In April 2004 the BBC West early evening news bulletin Points West broadcast a report concerning the outcome of an inquiry into allegations that waiting list figures at a local hospital had been systematically falsified. The broadcast contained part of a press conference given by a former employee of the hospital in which she named Marion Henry, the Claimant in this action, as one of the managers who had given instructions to junior members of staff to falsify waiting lists and had subsequently covered up the fraud.
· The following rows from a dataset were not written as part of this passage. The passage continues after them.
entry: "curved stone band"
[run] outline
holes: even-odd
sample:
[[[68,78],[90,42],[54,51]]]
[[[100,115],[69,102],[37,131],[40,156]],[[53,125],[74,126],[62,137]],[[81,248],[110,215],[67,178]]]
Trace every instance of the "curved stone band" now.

The BBC relied on an amalgam of various species of qualified privilege; traditional common law (duty/interest and reply to attack); Reynolds and statutory privilege (fair and accurate report of governmental information and of a public meeting). Gray J had previously ordered that the issue of qualified privilege was to be tried separately from and prior to the BBC’s defence of justification.

The broadcast was not protected by statutory privilege, as the publication of the Claimant’s name was not of public concern and not for the public benefit, and because the BBC had refused, when asked, to publish a reasonable statement by way of explanation and contradiction. Whilst the ‘reply to attack’ nature of the statement made at the press conference could legitimately be taken into account as an eleventh Reynolds criterion, when stepping back and taking into account the whole of the broadcast, and the circumstances of publication, the publication of the broadcast was not in the public interest and the public did not have a right to know the allegations made against the Claimant in the press conference. The Reynolds defence therefore failed.

This case illustrates the flexibility of the Reynolds public interest defence. Although neither statutory privilege nor reply to attack privilege provided a complete defence for the BBC the Judge took into account elements from each defence, in addition to the Lord Nicholls’ 10 “non-exhaustive” criteria, in considering whether the public had a right to know the allegations made in the broadcast.